I would like to speak a little bit about entropy, because in the last time I hear a lot of descriptions and most of them seams to mean the right thing, but are not exactly right.
Well what is entropy?
Like Tom I would first describe entropy as a measurement of disorder. But what is order in the first place? Imagine order without need of space. Can you do it?
Well if the word order ist not quite intuitive, I will describe entropy as „Amount of Information in Data“ because it is the way how computer scientist will do it (and I am one). And here we come to the first false assumption!
- Tom and some other people says that low entropy system contains more Information as high entropy System.
This is not true! What they mean is this:
- Low entropy system contains more USEFUL Information as high entropy!
Why is the first sentence not right? I will show you right now:
Before you can understand amount of Information, you must forget the meaning of usefulness.
- Imagine a 1 MB of Data block. That are 8388608 bits.
- Imagine that all bits are just 0. How much information does this block contains? Well just 1 Bit of information. You can describe the whole 8388608 bits just with one pattern of one bit, you can actually describe infinit amount of data like this. Amount of Information is very low, the lowest to be exact. So the entropy is the lowest to! Everything is the same, nobody is different.
- Imagine the bits in this 1 MB are like 01010101… so you can describe the whole MB with the pattern 01. The entropy grows!
- Imagine the whole 8388608 of bits are so randomly set, you cannot describe it with less Data. If you try to convert it, you will actually need more space. This RANDOMNESS contains the highest amount of Information and has the highest Entropy at all.
So high entropy means more information than low entropy!
Does it stand in Conflict with Toms description? NO! Because now we will learn what is USEFULNESS!
With 1 MB of Data you can describe very much things! Think about of all low quality images, or songs, or programs.
Is a low entropy image better than high entropy? Its like asking you if a black or white image is better as noise! None of them are good…., none of them has USEFUL information. So what is useful? This is a big question! Everyone describe usefulness on his own. At first you must say information is useful if you need this sort of information. If you do not need it, it will never be useful to you. I describe usefulness as following:
- Amount of Usefulness of information depends on the amount of interpretations of this information.

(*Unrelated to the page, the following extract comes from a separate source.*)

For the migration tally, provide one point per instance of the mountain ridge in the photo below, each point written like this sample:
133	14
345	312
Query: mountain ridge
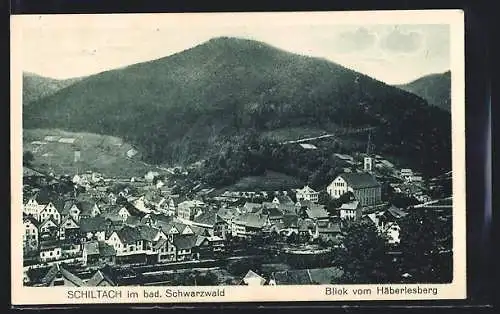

Each interpretation is „build“ from the same mater as information (in this example bits) It's like a instruction how you can read the information. Is it a new type of Information and the amount of this new information describes the usefulness of the first type information?

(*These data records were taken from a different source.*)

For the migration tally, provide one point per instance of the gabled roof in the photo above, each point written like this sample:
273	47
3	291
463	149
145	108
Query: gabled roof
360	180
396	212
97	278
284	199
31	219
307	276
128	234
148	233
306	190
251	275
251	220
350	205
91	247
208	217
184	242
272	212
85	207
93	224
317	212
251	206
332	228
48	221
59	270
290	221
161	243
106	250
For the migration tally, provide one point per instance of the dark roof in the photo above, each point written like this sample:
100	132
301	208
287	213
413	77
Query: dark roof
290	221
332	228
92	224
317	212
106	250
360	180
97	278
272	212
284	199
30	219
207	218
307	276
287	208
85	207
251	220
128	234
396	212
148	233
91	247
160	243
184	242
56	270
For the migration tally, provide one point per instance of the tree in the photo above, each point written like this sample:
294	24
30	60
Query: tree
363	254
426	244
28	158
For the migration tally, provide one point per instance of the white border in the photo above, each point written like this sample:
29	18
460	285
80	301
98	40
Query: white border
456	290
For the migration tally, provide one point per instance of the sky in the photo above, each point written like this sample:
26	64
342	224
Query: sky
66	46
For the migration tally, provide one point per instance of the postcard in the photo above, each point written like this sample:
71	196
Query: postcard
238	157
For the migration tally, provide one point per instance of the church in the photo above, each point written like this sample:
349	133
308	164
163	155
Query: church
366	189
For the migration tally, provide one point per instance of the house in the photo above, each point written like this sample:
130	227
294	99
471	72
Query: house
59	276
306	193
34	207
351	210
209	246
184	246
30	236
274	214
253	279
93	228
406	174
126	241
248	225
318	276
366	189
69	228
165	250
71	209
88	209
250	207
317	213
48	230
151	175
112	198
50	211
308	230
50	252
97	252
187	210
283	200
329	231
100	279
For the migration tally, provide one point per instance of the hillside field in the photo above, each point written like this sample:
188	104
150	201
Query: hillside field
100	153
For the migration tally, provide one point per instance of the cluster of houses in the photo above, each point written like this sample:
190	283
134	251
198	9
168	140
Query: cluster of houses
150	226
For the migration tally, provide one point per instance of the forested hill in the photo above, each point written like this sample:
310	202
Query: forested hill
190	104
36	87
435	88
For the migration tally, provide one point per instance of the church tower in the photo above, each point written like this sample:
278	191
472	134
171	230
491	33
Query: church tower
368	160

So at this point it seams like another entropy is coming into the game! Right?
The Entropy of Interpretation.
Imagine you have an Image and a Monitor, that displays this image. The monitor is holding a huge amount of interpretations! Every each setting you can make (contrast, sharpness, brightens...) and the combinations of them, are new interpretations! Which setting is more useful? Well for the most people just the standard settings. But here you can see, that the usefulness of the representation of an image depends on each individual! The one loves it more brighter, the other more contrast or sharpness.
To understand why the low Entropy of interpretation creates more useful information (this is what Tom means by the way) you can simply imagine a translator. A Google Translator for instance.
Do you remember how bad it was many years ago? Why was it bad? Well at the point of creation of Google Translator it was yeah... very dumb. There are no translations given. So developer must train it!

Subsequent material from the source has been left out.